By Hope Yen
Washington: A House committee’s prime-time hearing will offer the most compelling evidence yet of then-President Donald Trump’s “dereliction of duty” on the day of the January 6 insurrection, with new witnesses detailing his failure to stem an angry mob storming the Capitol, committee members say
“This is going to open people’s eyes in a big way,” said Republican Adam Kinzinger, a member of the House committee investigating the riot who will help lead Thursday’s session with Republican Elaine Luria. “The president didn’t do anything.”
After a year-long investigation, the House January 6 panel is seeking to wrap up what may be its last hearing, even as its probe continues to heat up.
Friday morning’s hearing will be shown in prime-time Thursday in the US for the first time since the June 9 debut that was viewed by an estimated 20 million people.
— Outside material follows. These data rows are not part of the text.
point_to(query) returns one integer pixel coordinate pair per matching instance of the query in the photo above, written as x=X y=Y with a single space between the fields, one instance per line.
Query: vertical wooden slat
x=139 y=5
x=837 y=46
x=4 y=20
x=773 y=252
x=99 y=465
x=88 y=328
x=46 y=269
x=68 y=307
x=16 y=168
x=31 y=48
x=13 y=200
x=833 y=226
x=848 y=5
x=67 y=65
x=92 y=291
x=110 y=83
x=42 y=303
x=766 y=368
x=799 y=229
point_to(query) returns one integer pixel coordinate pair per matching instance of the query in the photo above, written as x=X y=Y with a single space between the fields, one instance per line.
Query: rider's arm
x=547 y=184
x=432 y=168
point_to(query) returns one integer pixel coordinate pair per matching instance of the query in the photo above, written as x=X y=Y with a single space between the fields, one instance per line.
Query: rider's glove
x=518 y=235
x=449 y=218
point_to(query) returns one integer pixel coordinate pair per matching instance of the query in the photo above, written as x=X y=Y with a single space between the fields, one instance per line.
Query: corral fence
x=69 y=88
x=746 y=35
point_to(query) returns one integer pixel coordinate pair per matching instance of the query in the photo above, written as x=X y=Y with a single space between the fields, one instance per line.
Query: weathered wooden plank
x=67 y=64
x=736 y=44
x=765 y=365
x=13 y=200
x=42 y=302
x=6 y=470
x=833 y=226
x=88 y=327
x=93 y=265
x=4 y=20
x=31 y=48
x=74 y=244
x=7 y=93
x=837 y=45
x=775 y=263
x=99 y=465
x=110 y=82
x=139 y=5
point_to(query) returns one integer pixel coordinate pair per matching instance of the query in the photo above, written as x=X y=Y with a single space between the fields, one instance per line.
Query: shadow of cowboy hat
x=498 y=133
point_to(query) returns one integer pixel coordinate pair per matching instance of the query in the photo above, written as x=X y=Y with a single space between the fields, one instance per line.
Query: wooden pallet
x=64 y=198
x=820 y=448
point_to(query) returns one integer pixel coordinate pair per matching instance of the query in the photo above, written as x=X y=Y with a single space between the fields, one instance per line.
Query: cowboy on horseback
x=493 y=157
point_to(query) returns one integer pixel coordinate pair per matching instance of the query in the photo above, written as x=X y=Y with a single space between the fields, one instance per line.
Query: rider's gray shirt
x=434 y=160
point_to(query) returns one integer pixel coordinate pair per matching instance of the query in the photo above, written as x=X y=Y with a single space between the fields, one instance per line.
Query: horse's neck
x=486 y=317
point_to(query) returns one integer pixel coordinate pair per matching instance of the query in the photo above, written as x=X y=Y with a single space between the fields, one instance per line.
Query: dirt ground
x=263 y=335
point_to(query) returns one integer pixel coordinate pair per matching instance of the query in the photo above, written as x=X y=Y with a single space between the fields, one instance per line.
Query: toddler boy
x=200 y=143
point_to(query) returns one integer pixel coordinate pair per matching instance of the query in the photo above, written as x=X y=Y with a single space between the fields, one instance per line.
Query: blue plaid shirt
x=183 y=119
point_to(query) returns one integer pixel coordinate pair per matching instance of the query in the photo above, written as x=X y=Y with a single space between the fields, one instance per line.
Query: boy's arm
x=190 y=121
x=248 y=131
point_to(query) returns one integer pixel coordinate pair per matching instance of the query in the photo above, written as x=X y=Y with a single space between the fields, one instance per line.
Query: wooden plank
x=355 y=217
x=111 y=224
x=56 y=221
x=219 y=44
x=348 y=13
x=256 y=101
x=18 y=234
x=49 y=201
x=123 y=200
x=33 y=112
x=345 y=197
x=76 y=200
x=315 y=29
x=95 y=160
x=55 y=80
The committee says it continues to receive fresh evidence each day and isn’t ruling out additional hearings or interviews with a bevy of additional people close to the president. One such figure is Steve Bannon, whose trial begins this week on criminal contempt of Congress charges for refusing to comply with the House committee’s subpoena.
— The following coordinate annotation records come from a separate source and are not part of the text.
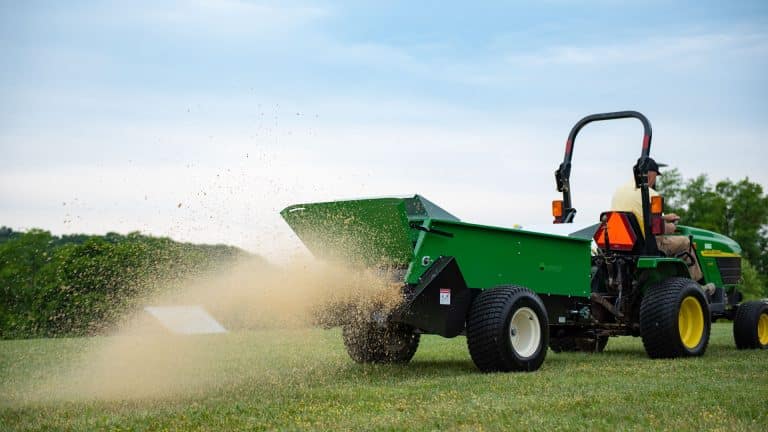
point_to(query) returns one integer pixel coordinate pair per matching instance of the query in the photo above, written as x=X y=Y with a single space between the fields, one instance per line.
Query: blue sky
x=113 y=114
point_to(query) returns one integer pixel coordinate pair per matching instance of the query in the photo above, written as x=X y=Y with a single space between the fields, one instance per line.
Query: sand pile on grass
x=142 y=360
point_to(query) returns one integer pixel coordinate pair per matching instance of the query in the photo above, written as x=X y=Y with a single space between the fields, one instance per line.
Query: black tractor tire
x=507 y=330
x=370 y=342
x=675 y=319
x=578 y=344
x=750 y=325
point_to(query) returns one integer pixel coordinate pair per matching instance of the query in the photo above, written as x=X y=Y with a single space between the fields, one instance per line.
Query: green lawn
x=303 y=379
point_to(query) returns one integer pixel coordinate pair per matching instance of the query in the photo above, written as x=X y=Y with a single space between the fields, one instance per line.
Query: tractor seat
x=624 y=233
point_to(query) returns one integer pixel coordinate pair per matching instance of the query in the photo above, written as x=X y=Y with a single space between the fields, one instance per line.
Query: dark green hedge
x=79 y=284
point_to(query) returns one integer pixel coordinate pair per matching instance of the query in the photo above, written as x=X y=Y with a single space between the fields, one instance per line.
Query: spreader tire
x=370 y=342
x=675 y=319
x=578 y=344
x=750 y=326
x=507 y=330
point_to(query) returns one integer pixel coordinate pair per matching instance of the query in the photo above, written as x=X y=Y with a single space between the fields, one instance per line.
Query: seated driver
x=628 y=198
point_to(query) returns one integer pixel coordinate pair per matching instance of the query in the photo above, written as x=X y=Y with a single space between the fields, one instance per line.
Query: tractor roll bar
x=563 y=173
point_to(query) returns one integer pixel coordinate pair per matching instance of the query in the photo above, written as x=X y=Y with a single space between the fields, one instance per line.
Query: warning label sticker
x=445 y=296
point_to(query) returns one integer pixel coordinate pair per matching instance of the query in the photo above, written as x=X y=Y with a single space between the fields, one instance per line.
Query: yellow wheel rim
x=762 y=329
x=690 y=322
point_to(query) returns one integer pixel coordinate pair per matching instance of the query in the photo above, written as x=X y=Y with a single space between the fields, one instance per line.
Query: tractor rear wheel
x=750 y=326
x=370 y=342
x=507 y=330
x=578 y=344
x=674 y=319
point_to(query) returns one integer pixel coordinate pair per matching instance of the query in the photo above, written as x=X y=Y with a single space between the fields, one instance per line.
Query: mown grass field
x=299 y=380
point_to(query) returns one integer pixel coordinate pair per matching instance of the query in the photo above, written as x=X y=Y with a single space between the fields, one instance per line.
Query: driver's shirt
x=628 y=198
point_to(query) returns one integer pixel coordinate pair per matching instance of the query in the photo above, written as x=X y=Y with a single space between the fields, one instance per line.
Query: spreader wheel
x=507 y=330
x=674 y=319
x=750 y=326
x=370 y=342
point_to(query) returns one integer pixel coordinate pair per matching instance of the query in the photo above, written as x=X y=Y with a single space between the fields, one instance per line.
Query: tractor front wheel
x=750 y=326
x=507 y=330
x=674 y=319
x=370 y=342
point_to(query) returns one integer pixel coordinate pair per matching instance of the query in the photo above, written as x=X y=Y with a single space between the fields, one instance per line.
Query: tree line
x=75 y=285
x=737 y=209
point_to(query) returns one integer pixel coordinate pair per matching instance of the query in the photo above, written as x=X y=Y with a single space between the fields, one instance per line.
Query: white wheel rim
x=525 y=332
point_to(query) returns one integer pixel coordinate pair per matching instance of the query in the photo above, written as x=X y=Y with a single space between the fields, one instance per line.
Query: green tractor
x=514 y=293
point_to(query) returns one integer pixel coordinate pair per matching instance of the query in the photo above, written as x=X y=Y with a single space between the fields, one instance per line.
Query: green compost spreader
x=515 y=292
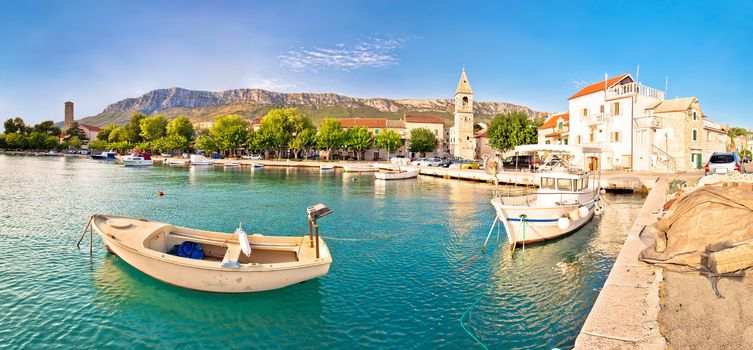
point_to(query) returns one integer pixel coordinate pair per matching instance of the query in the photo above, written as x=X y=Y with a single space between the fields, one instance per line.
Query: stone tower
x=68 y=115
x=462 y=140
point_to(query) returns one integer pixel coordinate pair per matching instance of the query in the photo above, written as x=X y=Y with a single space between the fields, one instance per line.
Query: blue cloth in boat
x=191 y=250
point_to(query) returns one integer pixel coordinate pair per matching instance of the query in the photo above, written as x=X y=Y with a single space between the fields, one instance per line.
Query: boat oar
x=491 y=229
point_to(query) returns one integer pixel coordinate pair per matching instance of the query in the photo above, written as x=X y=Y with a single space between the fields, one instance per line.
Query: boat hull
x=182 y=272
x=541 y=223
x=137 y=162
x=397 y=176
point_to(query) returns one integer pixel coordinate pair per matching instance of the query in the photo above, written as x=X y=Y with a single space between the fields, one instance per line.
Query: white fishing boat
x=396 y=174
x=137 y=159
x=566 y=199
x=215 y=261
x=198 y=159
x=359 y=168
x=176 y=161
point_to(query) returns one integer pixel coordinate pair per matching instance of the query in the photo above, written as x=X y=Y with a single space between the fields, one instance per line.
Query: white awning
x=557 y=149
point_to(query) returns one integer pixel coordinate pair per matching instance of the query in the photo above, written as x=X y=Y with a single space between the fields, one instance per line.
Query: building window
x=614 y=137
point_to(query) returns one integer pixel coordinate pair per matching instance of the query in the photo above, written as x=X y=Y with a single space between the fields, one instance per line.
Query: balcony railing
x=595 y=119
x=633 y=89
x=648 y=121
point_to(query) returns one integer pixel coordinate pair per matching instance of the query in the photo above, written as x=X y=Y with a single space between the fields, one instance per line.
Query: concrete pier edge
x=625 y=313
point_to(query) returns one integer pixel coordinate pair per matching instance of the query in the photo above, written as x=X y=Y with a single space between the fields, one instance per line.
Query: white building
x=605 y=114
x=462 y=140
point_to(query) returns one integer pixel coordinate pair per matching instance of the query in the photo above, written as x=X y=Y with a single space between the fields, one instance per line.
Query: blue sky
x=533 y=53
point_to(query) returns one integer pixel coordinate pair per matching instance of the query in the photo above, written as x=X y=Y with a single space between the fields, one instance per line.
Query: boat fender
x=243 y=240
x=563 y=223
x=583 y=211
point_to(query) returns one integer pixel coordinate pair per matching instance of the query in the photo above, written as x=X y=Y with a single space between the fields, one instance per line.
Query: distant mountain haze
x=253 y=103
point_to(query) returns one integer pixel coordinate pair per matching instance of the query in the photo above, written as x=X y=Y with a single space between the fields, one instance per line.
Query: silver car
x=724 y=163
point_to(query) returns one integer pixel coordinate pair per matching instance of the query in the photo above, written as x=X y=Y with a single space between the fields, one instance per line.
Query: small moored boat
x=360 y=168
x=396 y=174
x=565 y=200
x=198 y=159
x=103 y=156
x=176 y=161
x=214 y=261
x=137 y=159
Bannon is charged in Washington’s federal court with defying a subpoena from the January 6 committee that sought his records and testimony. He was indicted in November on two counts of criminal contempt of Congress, one month after the Justice Department received a congressional referral. Each count carries a minimum of 30 days of jail and as long as a year behind bars.
Bannon’s trial follows a flurry of activity in the case since July 9. Over a week ago, the former White House strategist notified the committee that he is now willing to testify. His lawyer, Robert Costello, said the change was because Trump has waived his executive privilege claim from preventing the testimony.
Bannon, 68, had been one of the most prominent of the Trump-allied holdouts in refusing to testify before the committee. He has argued that his testimony is protected by Trump’s claim of executive privilege.
The January 6 committee also issued an extraordinary subpoena last week to the Secret Service to produce texts by Tuesday from January 5 and January 6, 2021, following conflicting reports about whether they were deleted.
But panel members say Thursday’s hearing will be the most specific to date in laying out and weaving together previously known details on how Trump’s actions were at odds with his constitutional legal duty to stop the January 6 riot.
Unlike members of the public who generally have no duty to act to prevent a crime, the Constitution requires a president to “take care that the laws be faithfully executed.”
“The commander in chief is the only person in the Constitution whose duty is explicitly laid out to ensure that the laws are faithfully executed,” Luria said. “I look at it as a dereliction of duty. (Trump) didn’t act. He had a duty to act.”
Luria said the hearing will highlight additional testimony from White House counsel Pat Cipollone and other witnesses, not yet seen before, “who will add a lot of value and information to the events of that critical time on January 6.”
She cited Trump’s inaction that day for more than three hours, along with a tweet that afternoon criticising Vice President Mike Pence for lacking the courage to contest Democrat Joe Biden’s win in the 2020 presidential election that may have served to egg on the mob.
“We will go through pretty much minute by minute during that time frame, from the time he left the stage at the Ellipse, came back to the White House, and really sat in the White House, in the dining room, with his advisers urging him continuously to take action, to take more action,” Luria said.
The hearing comes at a critical juncture point for the panel, which is racing to wrap up findings for a final report this fall. The committee had originally expected at this point to be concluding much of its investigation with a final hearing but is now considering possible options for additional interviews and hearings, panel members said.
“This investigation is very much ongoing,” said Republican Zoe Lofgren. “The fact that a series of hearings is going to be concluded this Thursday doesn’t mean that our investigation is over. It’s very active, new witnesses are coming forward, additional information is coming forward.”
For instance, the committee took a rare step last week in issuing a subpoena to the Secret Service, an executive branch department. That came after it received a closed briefing from the Homeland Security Department watchdog that the Secret Service had deleted texts from around Jan. 6, according to two people familiar with the matter.
The finding raised the startling prospect of lost evidence that could shed further light on Trump’s actions during the insurrection, particularly after earlier testimony about his confrontation with security as he tried to join supporters at the Capitol.
“That’s what we have to get to the bottom of,” said Luria, regarding possibly missing texts. “Where are these text messages? Can they be recovered? And we have subpoenaed them because they’re legal records that we need to see for the committee.”